The Lardeau Valley is located at the top of Kootenay Lake, extending north to Trout Lake and bounded on one side by the Duncan Lake – which isn’t really a lake but the back end of a dam. But we’ll come back to that later. The Lardeau River is one of the main tributaries in the Valley and is home to a whole slew of wild life. And some incredible scenery!
One feature of the valley along the river is that you can see an awful lot from your vehicle. The road north is gravel and bumpy a lot of the time but follows along the river bank. This means that in spawning season you will often be rewarded for your patience with the sight of a grizzly bear or mother with cubs. And the bald eagles and osprey at that time are visiting in great numbers. It is amazing to see three or four eagles on one tree – watching the river for salmon.
The Lardeau Valley and Kootenay Lake are beautiful and rugged. The Lake is about 96 km long and quite narrow. It is deep, crystal clear and yes, a bit chilly. A lot of the area is still wilderness with no settlement and accessed only by water.
As you can see, the lake is surrounded by mountains.
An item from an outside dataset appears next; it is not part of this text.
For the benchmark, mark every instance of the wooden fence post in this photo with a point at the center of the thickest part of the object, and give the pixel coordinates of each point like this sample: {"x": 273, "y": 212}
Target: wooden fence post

And glaciers. some of which have been receding over the past decade. I hope to track the paths of a couple of them over time.
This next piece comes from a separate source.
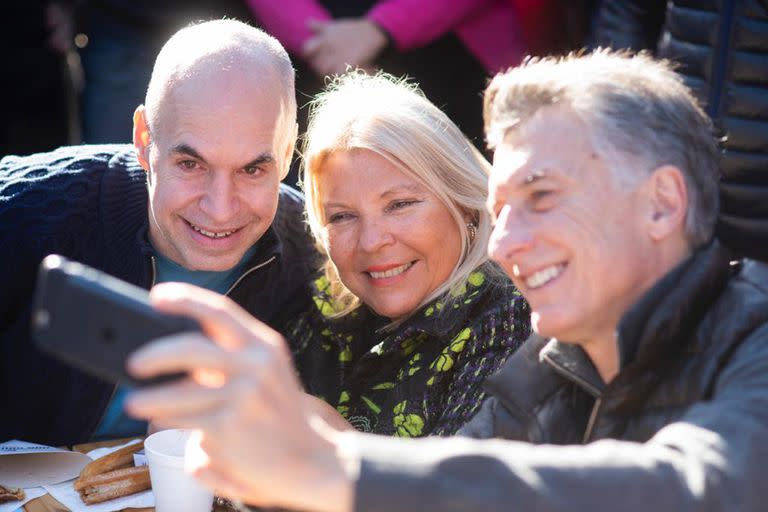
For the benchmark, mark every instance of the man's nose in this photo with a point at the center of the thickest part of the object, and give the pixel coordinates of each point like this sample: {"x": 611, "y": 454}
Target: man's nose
{"x": 510, "y": 236}
{"x": 374, "y": 234}
{"x": 220, "y": 200}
The Lardeau Valley is known around here for its salmon and the salmon run. Our salmon are fresh water salmon – derived from the salt water salmon of the ocean (when the coast line was here) and freshwater trout. They are called Kokanee salmon and are unique to this area. And they were endangered at one time by development (surprise?!)
A few decades ago a dam was built on the Duncan River/Lake and created a great threat to the salmon spawning in the valley. To mitigate this threat, BC Hydro and others built a dedicated spawning channel in the area – above Meadow Creek (a small community in the valley). This has enabled the spawn to continue. Each year – late August – the spawn starts and lasts until mid to late October. Both in the channel and the Lardeau River, thousands of Kokanee return to lay their eggs. It is amazing to see the channel and river host a brilliant orange mass of fish.
It is also amazing to see the wildlife that comes to feast on these fish!
The salmon are a key component of the area’s health and vibrancy. Without them many species would leave or die off. Needless to say – the river is off limits to fishing. But watching and photographing is worth any fish on a hook. Said by a true non-fisherman.